Ethical Conduct from the Financial Advisors and the Company Directors.
Whether one is a fiduciary relationship with an imposed fiduciary duty, the obligor must act ethically in their relations with the principal. Ethical conduct encompasses being honest, integrity, trustworthy, being accountable, and transparent. Ethical conduct is a significant determinant in the viability and success of respective clients or organizations in the long-run. To this effect, the financial advisors and company directors are required ethically as per their company’s and industry’s code of ethics. Notably, acting ethically will mean that the parties have identified the conflicts of interest within their operations. It is essential that the party declares and manages the client’s conflict to maintain trust and confidence towards their entity. Typically, the court indicates that the director’s duty to act ethically encompasses the duty to avoid any conflict, which would make a reasonable individual question whether the client’s interests were put first or not. Therefore, the director and financial advisor that is acting ethically would be characterized with acting in good faith, acting in the best interests of the entity, showing care, diligence, not misusing their positions or information, avoiding the conflicts of interests and insolvency, and retaining discretion (DHHS Directors Toolkit, 2020). It is the fiduciaries’ mandate to understand their respective code of ethics and act under it regardless of the capacity in which one is in.

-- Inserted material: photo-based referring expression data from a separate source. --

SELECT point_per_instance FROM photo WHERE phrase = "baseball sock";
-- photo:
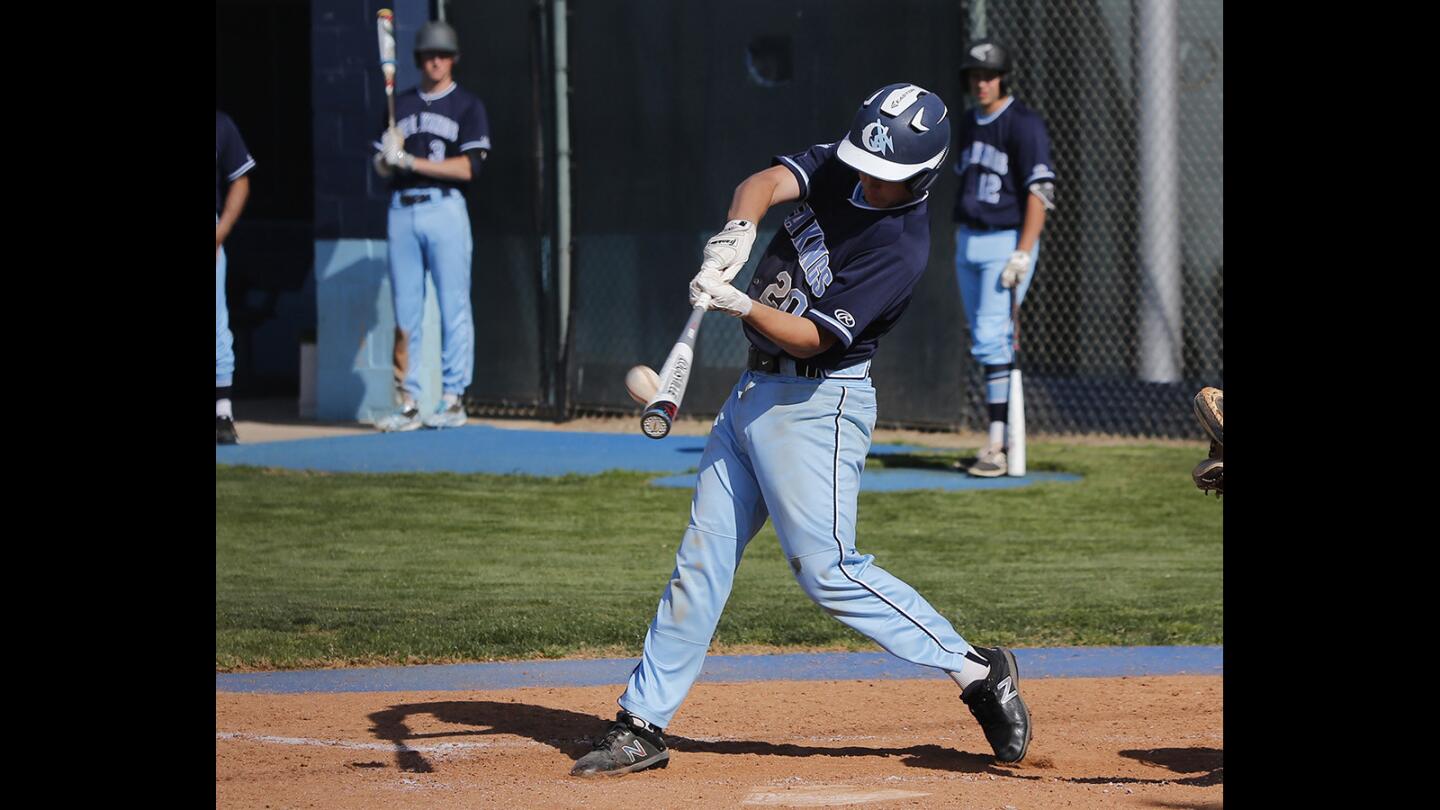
(997, 398)
(971, 670)
(998, 430)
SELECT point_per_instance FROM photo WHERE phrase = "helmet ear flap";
(923, 180)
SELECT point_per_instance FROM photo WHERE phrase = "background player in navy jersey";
(232, 163)
(1007, 185)
(439, 140)
(791, 440)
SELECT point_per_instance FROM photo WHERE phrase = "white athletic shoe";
(452, 417)
(406, 420)
(991, 464)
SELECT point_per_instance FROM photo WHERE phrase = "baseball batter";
(791, 440)
(1007, 185)
(439, 140)
(232, 163)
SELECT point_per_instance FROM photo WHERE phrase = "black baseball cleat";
(997, 705)
(630, 745)
(225, 431)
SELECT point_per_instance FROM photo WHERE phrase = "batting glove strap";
(1015, 270)
(727, 251)
(697, 284)
(727, 300)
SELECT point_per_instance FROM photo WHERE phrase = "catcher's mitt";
(1210, 411)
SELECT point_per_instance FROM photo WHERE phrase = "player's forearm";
(450, 169)
(762, 190)
(1033, 224)
(234, 205)
(799, 337)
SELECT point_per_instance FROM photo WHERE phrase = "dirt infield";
(1099, 742)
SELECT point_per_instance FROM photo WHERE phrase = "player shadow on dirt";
(1208, 763)
(573, 732)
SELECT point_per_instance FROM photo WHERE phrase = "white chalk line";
(388, 747)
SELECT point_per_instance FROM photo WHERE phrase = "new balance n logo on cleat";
(1005, 689)
(630, 745)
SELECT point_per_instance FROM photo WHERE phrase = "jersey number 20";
(784, 297)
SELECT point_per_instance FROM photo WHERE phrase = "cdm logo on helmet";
(900, 134)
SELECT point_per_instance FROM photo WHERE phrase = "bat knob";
(655, 425)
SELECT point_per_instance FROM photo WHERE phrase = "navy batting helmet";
(900, 133)
(988, 55)
(437, 36)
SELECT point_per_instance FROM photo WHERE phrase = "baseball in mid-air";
(642, 382)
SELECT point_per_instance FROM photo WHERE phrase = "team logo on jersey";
(877, 139)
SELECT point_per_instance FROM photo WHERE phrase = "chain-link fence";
(1123, 320)
(671, 105)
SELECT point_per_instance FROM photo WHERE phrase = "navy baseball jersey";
(445, 124)
(838, 261)
(231, 157)
(998, 157)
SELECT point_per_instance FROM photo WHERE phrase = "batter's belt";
(758, 361)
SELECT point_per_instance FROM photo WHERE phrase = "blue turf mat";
(896, 480)
(1038, 662)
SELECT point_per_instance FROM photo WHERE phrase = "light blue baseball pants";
(979, 257)
(432, 235)
(789, 448)
(223, 340)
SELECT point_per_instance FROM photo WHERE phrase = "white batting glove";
(380, 166)
(726, 299)
(392, 140)
(1015, 270)
(727, 251)
(700, 281)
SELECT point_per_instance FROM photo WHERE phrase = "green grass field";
(331, 570)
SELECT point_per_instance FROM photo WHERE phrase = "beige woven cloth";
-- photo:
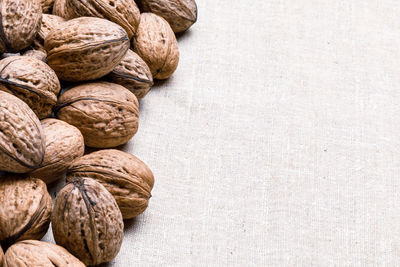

Generally, not every undertaking by any individual should be considered a fiduciary relationship. For a fiduciary relationship to exist, there should be a pledge to act or behave in a particular way (Edelman, 2013). As illustrated in the paper, the Australian Law and common law have clearly illustrated that the company director has a fiduciary relationship with the company. They owe the latter a fiduciary duty. For the financial advisor, one needs to voluntarily accept the well-established obligations or act in a manner that implies being a fiduciary agent. Nonetheless, the fiduciary duty will be the same to their clients, including the duty of loyalty, care, and meeting the client’s interests. Furthermore, the fiduciary relationship does confer contractual obligations to the fiduciary.